FXStreet (Delhi) – Research Team at Societe Generale, suggests that Australian preliminary official data indicate that goods imports declined for a second successive month in December, and at a notably faster pace than in November (-2.0% mom vs -0.8%).
Key Quotes
“We estimate that imports of services also slowed – most notably through reduced tourism abroad, albeit at a more moderate rate (-0.5% mom) than imports of goods. An important point to note is that we do not regard weaker imports as a sign of failing momentum in general domestic demand in Australia, but rather as a reflection of the fast-fading investment resource boom.
This is reflected in the fact that capital goods imports are weak, along with intermediate goods, whereas imports of consumer goods are growing very strongly. At the same time we expect exports of goods and services to have expanded moderately, notwithstanding another sharp decline in commodity prices in general and in iron ore prices in particular in December (-13% mom in USD terms, -15% in AUD terms). Still, as new capacity comes on stream – the first shipment of iron ore from the new giant Roy Hill mine left port in December – commodity exports are likely to increase further.

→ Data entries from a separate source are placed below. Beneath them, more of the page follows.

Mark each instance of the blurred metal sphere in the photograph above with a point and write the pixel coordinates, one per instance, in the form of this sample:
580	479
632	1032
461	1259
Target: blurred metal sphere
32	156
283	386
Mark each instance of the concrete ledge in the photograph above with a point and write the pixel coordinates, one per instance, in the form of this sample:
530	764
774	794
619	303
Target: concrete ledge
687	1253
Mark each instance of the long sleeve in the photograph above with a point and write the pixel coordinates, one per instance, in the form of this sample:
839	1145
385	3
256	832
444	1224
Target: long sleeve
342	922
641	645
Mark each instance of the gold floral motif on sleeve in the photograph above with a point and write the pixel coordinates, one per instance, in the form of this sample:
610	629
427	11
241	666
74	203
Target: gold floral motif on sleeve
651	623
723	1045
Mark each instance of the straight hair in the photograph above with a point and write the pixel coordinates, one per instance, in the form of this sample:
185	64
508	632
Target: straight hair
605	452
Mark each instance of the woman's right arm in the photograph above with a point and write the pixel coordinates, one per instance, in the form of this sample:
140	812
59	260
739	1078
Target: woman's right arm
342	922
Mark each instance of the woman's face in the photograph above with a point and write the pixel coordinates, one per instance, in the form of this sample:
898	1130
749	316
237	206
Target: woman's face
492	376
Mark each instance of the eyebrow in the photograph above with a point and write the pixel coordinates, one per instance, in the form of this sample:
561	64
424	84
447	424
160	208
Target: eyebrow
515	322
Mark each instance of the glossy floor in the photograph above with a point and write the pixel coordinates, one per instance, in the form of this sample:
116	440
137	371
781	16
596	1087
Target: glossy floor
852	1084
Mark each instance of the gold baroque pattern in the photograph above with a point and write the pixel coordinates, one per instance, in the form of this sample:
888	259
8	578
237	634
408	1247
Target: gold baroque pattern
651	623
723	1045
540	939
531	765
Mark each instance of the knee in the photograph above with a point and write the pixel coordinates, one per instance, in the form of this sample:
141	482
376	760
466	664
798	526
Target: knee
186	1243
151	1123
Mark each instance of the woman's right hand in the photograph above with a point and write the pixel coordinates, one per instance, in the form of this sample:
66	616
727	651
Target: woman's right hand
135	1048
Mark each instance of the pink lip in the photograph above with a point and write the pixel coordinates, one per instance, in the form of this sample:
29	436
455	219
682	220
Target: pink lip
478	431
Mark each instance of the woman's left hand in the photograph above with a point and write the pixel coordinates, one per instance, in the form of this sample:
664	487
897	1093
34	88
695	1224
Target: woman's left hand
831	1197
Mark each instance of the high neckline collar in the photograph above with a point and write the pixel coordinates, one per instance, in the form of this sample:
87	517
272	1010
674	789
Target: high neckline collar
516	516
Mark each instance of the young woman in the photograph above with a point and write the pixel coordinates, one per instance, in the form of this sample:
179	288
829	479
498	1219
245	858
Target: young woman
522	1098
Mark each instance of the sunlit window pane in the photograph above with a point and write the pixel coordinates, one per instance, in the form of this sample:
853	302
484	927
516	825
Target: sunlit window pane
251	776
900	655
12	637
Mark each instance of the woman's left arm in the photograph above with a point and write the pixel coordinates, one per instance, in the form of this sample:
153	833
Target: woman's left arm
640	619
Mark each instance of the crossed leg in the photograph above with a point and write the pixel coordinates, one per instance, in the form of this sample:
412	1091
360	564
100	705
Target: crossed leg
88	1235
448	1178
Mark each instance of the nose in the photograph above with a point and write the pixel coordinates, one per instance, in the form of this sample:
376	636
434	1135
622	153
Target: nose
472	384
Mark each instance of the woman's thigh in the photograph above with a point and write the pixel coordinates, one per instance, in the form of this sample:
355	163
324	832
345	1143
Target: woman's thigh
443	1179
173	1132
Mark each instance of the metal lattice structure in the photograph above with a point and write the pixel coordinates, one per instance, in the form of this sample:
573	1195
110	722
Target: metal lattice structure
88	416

In addition, the strong growth in inbound tourism is likely to have been sustained.
If our export and import forecasts are about right, and barring serious revisions to Oct./Nov. data, Q4 export growth would come to something like -1% qoq, while import growth would be positive at around 0.8%. However, these are nominal figures, and with export prices down another 5.4% qoq and import prices down just 0.3% qoq, real export growth of around 4.5% should have far outpaced real import growth of around 1%. This would suggest a net export contribution of 0.5-0.75pp to quarterly GDP growth.”